April 16, 2007 issue

Faith true to Africa

School has helped 'spiritual' churches gain respectability

By Lynda Hollinger-Janzen Mennonite Mission Network

ACCRA, Ghana — In the past four decades, African Initiated Churches have moved from the periphery of the Christian world onto center stage, and Mennonites have played a key role in one of their institutions.

Singers from Valley View University worship at Good News Training College and Seminary in Accra, Ghana.

Singers from Valley View University worship at Good News Training College and Seminary in Accra, Ghana. — Photo by Lynn Hansen/MMN

On Feb. 24, a crowd of about 400 gathered at Good News Theological College and Seminary to celebrate its 35-year legacy of training AIC leaders for their part in the transformation. 

“Those who were at the forefront of the attempt to make Christianity more relevant and meaningful to their context were the AICs, popularly known as spiritual churches,” said Thomas Oduro, Good News principal.

Oduro recognized the prominent role of workers with Mennonite Board of Missions — a predecessor agency of Mennonite Mission Network — in founding and developing the college and seminary in collaboration with other denominations.

Mennonites led the way in founding Good News during an era when AICs were ridiculed, rejected and even branded demonic by mainline churches. 

“[Members of AICs] were bare­ly recognized as Christians of equal value and confession,” Oduro said. “It was against this background that a Mennonite missionary couple, Edwin and Irene Weaver, empathized with the leadership of the spiritual churches and began studying the Bible with them.”
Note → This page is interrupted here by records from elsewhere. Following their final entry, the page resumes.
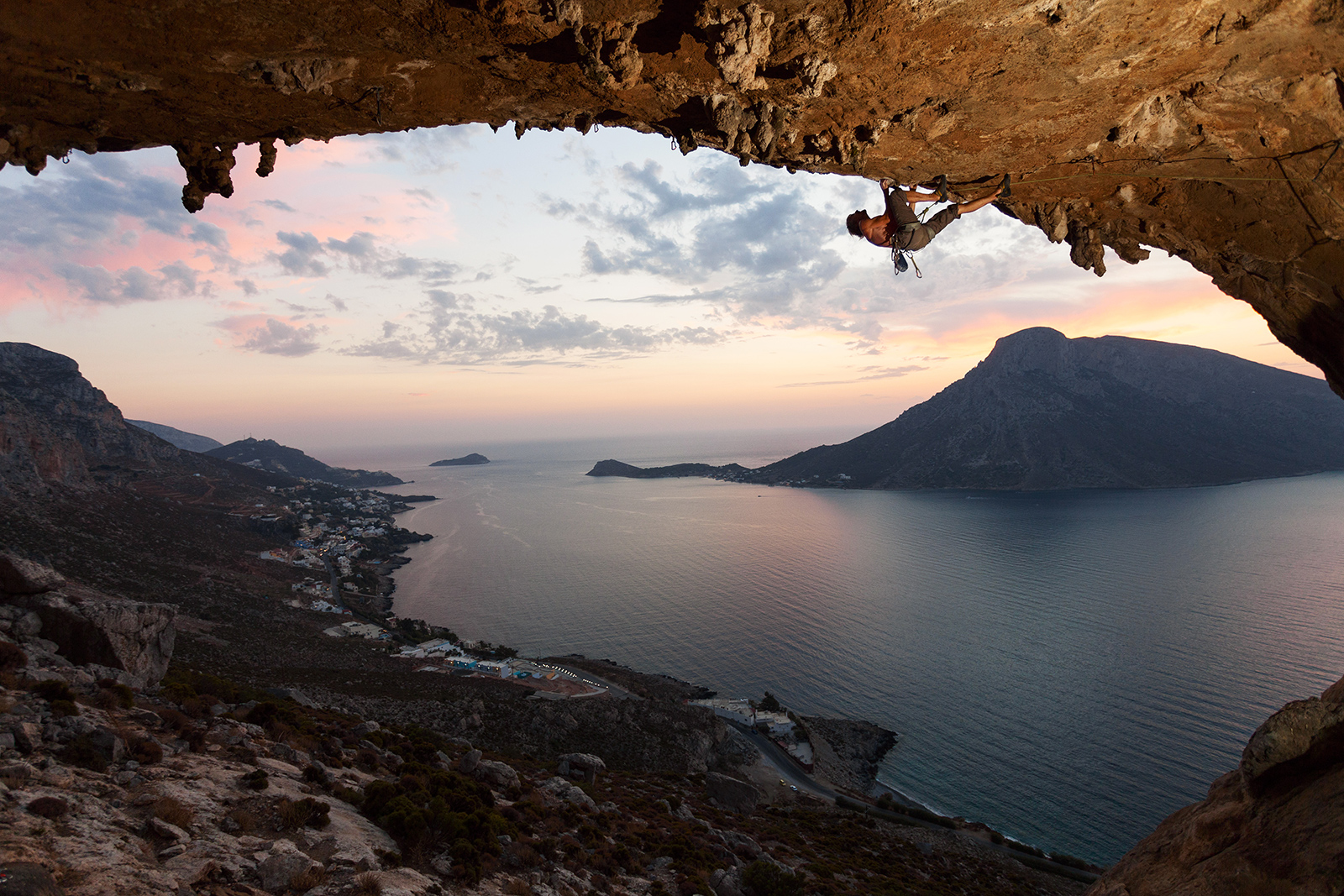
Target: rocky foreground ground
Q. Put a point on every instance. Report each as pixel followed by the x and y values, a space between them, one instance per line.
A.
pixel 118 783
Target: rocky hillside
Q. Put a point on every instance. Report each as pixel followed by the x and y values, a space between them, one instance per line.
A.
pixel 268 454
pixel 1205 128
pixel 55 427
pixel 1043 411
pixel 113 783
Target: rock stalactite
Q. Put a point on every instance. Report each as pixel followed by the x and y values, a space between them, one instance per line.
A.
pixel 1210 130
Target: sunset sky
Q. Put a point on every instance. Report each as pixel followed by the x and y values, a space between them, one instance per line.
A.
pixel 457 284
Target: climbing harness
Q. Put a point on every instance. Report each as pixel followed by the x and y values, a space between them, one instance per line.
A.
pixel 905 258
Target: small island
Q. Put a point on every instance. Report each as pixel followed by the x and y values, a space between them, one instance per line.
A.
pixel 464 461
pixel 617 468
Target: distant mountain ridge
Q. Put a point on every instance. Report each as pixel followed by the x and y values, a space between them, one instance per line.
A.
pixel 1045 411
pixel 179 438
pixel 470 459
pixel 268 454
pixel 675 470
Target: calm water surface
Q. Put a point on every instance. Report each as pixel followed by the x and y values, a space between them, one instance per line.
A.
pixel 1068 668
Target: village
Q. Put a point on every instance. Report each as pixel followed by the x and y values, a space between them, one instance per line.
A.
pixel 770 719
pixel 344 535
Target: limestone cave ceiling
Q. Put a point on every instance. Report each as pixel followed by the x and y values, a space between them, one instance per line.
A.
pixel 1205 128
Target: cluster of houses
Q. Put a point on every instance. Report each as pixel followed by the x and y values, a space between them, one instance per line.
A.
pixel 777 726
pixel 445 656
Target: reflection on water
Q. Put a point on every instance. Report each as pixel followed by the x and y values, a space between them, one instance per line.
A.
pixel 1068 668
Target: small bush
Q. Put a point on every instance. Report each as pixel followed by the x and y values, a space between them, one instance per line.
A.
pixel 307 812
pixel 245 819
pixel 318 775
pixel 369 884
pixel 145 752
pixel 174 812
pixel 114 694
pixel 306 880
pixel 764 879
pixel 82 752
pixel 60 708
pixel 349 794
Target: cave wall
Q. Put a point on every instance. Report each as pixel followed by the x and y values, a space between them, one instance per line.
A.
pixel 1205 128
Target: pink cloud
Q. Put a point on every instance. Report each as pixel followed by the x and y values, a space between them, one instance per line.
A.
pixel 272 335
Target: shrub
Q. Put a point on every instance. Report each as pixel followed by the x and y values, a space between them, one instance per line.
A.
pixel 113 694
pixel 369 884
pixel 64 708
pixel 307 812
pixel 82 752
pixel 764 879
pixel 145 752
pixel 425 809
pixel 245 819
pixel 174 812
pixel 306 880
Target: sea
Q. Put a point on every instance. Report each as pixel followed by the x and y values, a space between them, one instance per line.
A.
pixel 1066 667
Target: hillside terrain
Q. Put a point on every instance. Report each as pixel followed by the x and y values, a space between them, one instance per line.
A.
pixel 268 454
pixel 275 758
pixel 171 721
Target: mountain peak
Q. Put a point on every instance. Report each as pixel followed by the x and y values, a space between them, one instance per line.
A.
pixel 1046 411
pixel 1032 348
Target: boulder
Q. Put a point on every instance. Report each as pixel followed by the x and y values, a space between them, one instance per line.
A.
pixel 726 882
pixel 730 793
pixel 26 577
pixel 109 743
pixel 496 774
pixel 96 629
pixel 581 765
pixel 284 864
pixel 559 789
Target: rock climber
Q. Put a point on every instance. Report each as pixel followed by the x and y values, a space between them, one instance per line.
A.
pixel 898 228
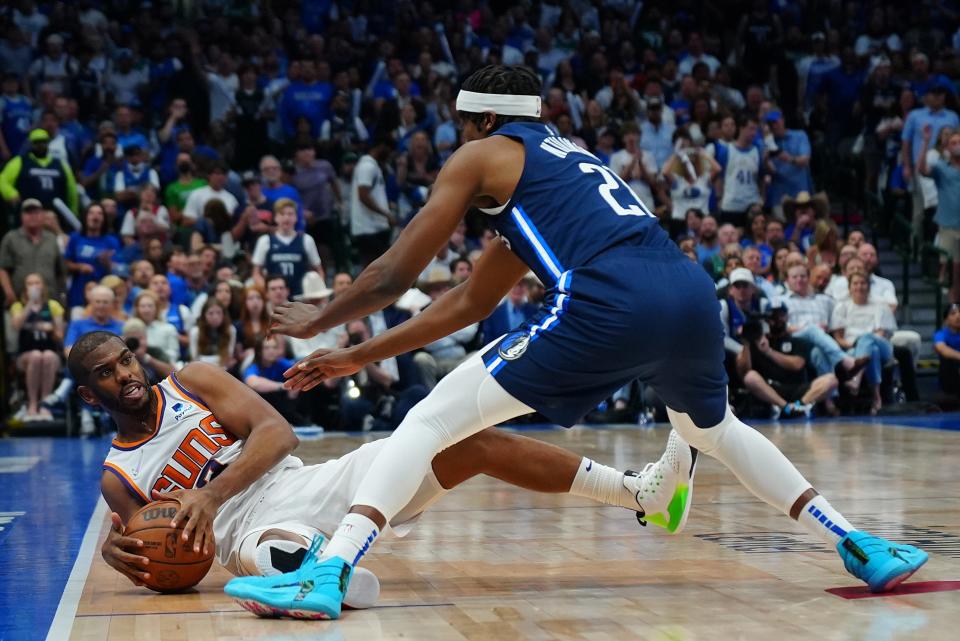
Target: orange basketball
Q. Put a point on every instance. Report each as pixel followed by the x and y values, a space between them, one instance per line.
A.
pixel 174 566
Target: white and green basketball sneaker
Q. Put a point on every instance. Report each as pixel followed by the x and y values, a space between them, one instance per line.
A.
pixel 664 490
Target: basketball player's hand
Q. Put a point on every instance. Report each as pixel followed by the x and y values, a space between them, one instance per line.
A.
pixel 322 365
pixel 119 552
pixel 198 508
pixel 294 319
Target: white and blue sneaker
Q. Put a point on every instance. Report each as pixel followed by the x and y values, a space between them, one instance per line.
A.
pixel 315 590
pixel 664 490
pixel 883 565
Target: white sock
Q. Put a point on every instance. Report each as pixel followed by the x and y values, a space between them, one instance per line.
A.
pixel 602 484
pixel 352 539
pixel 823 521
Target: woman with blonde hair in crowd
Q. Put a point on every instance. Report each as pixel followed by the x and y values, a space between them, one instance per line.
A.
pixel 161 334
pixel 253 323
pixel 38 322
pixel 213 339
pixel 825 249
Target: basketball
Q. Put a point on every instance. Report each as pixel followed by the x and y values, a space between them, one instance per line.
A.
pixel 174 566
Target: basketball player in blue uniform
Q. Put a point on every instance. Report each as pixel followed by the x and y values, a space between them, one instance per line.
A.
pixel 210 442
pixel 623 303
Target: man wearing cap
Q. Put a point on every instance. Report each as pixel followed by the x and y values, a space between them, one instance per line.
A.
pixel 937 116
pixel 774 367
pixel 29 249
pixel 790 161
pixel 37 175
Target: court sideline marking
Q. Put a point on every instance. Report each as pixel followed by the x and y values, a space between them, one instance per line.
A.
pixel 62 622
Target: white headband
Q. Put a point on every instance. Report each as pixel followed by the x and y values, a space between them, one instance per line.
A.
pixel 499 103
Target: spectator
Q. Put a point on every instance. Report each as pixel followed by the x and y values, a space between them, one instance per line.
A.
pixel 802 214
pixel 161 335
pixel 946 175
pixel 152 360
pixel 30 249
pixel 287 251
pixel 656 135
pixel 315 292
pixel 440 357
pixel 99 173
pixel 215 189
pixel 824 250
pixel 253 324
pixel 510 314
pixel 636 166
pixel 88 254
pixel 936 116
pixel 790 162
pixel 38 322
pixel 709 244
pixel 36 175
pixel 316 180
pixel 214 338
pixel 370 217
pixel 265 376
pixel 101 318
pixel 275 189
pixel 739 182
pixel 689 173
pixel 864 329
pixel 174 313
pixel 134 174
pixel 773 368
pixel 16 114
pixel 277 291
pixel 809 315
pixel 946 342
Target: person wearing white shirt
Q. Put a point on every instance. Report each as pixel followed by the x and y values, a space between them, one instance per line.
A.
pixel 864 329
pixel 193 209
pixel 637 167
pixel 808 318
pixel 370 215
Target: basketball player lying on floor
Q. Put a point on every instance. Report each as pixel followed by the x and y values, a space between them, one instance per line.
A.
pixel 205 439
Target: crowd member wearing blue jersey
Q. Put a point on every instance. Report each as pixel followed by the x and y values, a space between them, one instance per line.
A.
pixel 558 211
pixel 946 342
In the anniversary address, Abraham Akrong, senior research fellow of the Institute of African Studies at the University of Ghana, said the AICs liberated Christianity from its captivity to Western values. 

Those congregations demonstrated how to be African and Christian at the same time — in worship forms, like dancing, and in spiritual values, such as acknowledging the reality of de­mons and employing spiritual gifts in the church.

Good News also breaks down long-standing walls of denominational prejudice, Oduro said.

“Ours is a beautiful story of the results of institutional collaboration,” he said. “[Mennonites] worked together to ensure that the spiritual churches are theologically trained. 

“The non-combative attitude of the spiritual churches against their mainline brothers and sisters was also a demonstration of forgiveness and trust. The enmity that existed between spiritual churches and the mainline churches now belongs to history.”

Because the college serves many denominations, it does not teach the doctrines and practices of any individual church. Instead, instructors aim to equip men and women for servant ministry in the African context.

Bruce Yoder of MMN received 10 certificates to pass on to those who played roles in the college’s founding and development. The college also honored those who have ministered among them by naming classrooms and dormitories for former mission workers.